From language and dialect recognition how to pace yourself in online learning systems to automated decision-making software, a wide variety of technologies has been used and tested in migration and asylum procedures. These tools may help streamline bureaucratic processes and expedite decisions, benefitting governments and some migrants, but they also make new weaknesses that require fresh governance frameworks.

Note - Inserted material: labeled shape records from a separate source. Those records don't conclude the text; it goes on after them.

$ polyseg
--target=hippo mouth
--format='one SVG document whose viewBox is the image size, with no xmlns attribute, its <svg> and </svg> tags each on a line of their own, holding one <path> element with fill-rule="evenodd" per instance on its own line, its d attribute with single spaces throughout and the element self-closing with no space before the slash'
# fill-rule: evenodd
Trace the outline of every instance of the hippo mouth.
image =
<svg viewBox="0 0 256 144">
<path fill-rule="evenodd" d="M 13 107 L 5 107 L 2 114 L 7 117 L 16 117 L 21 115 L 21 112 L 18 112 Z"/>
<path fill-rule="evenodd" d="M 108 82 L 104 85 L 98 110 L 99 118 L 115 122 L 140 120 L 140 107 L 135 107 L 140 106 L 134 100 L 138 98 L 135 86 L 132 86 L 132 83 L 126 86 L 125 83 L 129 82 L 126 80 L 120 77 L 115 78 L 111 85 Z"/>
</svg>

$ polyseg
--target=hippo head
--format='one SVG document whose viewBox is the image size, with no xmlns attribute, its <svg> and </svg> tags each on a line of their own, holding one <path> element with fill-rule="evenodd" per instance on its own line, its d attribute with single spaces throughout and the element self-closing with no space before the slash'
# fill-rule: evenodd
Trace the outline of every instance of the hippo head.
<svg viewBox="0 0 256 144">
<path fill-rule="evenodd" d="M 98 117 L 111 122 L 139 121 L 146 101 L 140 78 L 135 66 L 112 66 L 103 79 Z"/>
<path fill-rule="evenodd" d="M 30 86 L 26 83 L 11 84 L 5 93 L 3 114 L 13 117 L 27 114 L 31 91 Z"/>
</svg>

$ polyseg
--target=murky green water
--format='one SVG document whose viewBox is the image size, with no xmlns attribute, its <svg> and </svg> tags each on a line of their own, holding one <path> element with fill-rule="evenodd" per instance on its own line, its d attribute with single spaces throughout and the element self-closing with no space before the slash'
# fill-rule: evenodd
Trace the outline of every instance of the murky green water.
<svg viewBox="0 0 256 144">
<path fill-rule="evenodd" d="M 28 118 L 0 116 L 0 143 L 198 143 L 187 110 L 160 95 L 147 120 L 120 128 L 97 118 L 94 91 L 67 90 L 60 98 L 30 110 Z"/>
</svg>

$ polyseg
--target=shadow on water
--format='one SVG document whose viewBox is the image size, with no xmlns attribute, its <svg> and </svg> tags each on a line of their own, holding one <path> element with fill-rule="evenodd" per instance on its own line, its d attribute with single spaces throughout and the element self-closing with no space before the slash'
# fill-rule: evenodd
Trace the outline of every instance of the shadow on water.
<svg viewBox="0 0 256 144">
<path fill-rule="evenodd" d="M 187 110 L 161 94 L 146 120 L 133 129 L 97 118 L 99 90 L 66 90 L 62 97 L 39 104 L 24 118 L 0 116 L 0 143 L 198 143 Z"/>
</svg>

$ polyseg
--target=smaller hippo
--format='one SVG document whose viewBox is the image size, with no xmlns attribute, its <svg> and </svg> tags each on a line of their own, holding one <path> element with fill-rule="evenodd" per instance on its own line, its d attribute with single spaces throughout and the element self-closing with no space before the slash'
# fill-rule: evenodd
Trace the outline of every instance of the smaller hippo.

Refugees confront numerous obstacles as they search for a safe house in a new country, in which they can build a life for themselves. To take some action, they need to have got a protect way of showing who they are in order to access public services and work. An example is Everest, the world’s first of all device-free global payment resolution platform that helps refugees to verify their identities without the need for standard paper documents. Additionally, it enables them to make savings and assets, in order to become self-sufficient.

Other technology tools can help to boost refugees’ employment potential customers by matching them with forums where they are going to flourish. Germany’s Match’In job, for instance, uses an algorithm fed with relevant info on hosting server municipalities and refugees’ specialist experience to position all of them in places that they are vulnerable to find careers.

But these kinds of technologies may be subject to personal privacy concerns and opaque decision-making, potentially resulting in biases or errors that will lead to expulsions in breach of overseas law. And in addition to the dangers, they can create additional barriers that prevent refugees out of reaching their very own final destination ~ the secure, welcoming region they aspire to live in. A/Prof. Ghezelbash is mostly a senior lecturer in refugee and migration law in the University of New South Wales (UNSW). He leads the Access to Proper rights & Technology stream belonging to the Allen’s Centre for Law, Technology and Innovation. His research spans the areas of law, processing, anthropology, international relations, political science and behavioural psychology, most informed by simply his unique refugee background.